# MECA show May 5th, Knoxville



## tnaudio (Mar 4, 2012)

Who is planning on attending the show in Knoxville on May 5th. Would love to have a good SQ turnout.


----------



## audiophile25 (Oct 5, 2008)

I will definitely be there sir.


----------



## tinman725 (Jan 19, 2013)

Will be there. Hopefully undeaf


----------



## MacLeod (Aug 16, 2009)

I want to make this. Gotta support any show that comes this close to Chattanooga.


----------



## audiophile25 (Oct 5, 2008)

MacLeod said:


> I want to make this. Gotta support any show that comes this close to Chattanooga.


Come on up.
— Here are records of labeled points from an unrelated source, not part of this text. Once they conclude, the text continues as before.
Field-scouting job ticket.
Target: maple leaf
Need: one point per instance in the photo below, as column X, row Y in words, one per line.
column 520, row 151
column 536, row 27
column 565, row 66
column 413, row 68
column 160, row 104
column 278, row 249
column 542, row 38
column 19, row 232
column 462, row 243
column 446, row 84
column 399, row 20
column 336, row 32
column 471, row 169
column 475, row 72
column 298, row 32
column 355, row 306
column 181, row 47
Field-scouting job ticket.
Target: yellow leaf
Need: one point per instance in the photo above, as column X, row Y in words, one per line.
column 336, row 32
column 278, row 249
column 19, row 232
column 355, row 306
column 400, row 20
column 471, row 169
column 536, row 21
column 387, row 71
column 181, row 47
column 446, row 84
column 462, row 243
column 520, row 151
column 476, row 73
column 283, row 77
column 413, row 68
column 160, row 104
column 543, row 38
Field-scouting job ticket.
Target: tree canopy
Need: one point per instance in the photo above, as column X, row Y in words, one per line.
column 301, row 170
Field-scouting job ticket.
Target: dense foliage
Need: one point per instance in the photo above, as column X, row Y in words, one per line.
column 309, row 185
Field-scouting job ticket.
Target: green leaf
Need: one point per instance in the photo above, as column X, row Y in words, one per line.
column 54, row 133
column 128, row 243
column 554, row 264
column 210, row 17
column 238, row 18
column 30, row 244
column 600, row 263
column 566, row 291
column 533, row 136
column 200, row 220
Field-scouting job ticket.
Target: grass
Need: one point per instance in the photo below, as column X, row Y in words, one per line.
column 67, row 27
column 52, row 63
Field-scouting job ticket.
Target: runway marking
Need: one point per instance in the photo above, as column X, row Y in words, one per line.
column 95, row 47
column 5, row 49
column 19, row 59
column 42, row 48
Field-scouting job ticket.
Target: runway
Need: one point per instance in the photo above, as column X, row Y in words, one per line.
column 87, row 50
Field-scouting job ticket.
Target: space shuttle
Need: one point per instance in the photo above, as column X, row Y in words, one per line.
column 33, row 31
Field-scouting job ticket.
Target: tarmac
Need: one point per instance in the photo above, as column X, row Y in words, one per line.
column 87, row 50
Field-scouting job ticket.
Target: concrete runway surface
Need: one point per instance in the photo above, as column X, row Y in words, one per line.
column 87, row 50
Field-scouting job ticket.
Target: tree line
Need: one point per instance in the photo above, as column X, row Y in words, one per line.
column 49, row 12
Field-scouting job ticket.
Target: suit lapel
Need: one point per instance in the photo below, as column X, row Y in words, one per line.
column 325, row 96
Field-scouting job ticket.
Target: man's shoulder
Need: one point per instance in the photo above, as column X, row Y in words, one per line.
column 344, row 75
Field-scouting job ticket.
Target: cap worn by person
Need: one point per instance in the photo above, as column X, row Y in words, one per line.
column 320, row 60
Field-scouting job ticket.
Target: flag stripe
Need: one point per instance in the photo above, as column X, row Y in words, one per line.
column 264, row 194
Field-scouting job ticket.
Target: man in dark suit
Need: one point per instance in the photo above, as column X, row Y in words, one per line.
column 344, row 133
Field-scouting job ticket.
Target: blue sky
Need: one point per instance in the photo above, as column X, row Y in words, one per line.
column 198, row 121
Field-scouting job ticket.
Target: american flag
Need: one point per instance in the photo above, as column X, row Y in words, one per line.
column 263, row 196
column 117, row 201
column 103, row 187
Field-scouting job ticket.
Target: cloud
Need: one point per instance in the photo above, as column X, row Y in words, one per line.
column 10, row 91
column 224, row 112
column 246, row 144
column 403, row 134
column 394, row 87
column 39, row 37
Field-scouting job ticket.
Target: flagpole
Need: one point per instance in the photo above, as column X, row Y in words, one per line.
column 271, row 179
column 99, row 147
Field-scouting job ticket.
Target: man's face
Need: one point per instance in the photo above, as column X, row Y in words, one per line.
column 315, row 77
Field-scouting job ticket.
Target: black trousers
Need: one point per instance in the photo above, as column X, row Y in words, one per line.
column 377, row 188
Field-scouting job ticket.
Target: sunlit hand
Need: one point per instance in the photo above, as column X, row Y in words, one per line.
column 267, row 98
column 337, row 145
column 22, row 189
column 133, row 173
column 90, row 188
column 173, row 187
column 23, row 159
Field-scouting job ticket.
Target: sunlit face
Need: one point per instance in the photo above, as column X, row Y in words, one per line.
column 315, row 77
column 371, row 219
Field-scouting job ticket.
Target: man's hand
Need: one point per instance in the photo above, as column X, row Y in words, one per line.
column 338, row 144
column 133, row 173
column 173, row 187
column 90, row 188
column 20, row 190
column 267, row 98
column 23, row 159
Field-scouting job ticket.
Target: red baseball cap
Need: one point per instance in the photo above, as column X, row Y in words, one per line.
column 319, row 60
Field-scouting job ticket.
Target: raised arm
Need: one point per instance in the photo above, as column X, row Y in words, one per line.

We would love to have a lot SQ cars show up.


----------



## audiophile25 (Oct 5, 2008)

So who is gonna make it to this one?


----------



## tnaudio (Mar 4, 2012)

Show is tomorrow. Not sure how the weather is gonna turn out. But the show is rain or shine.


----------



## claydo (Oct 1, 2012)

Wanted to make it to this.......but didn't work out........ gonna make sure i get to the next one. This is a three show series, right?


----------



## audiophile25 (Oct 5, 2008)

BREAKING NEWS!! the show has been postponed until further notice. Just saw this on MECA's website.


----------



## wdemetrius1 (Aug 16, 2007)

Anyone have any updates?


----------



## audiophile25 (Oct 5, 2008)

No not yet. We haven't heard an exact date yet. Sometime in July is all I know right now.


----------



## audiophile25 (Oct 5, 2008)

This show is rescheduled on July 7. See you there!


----------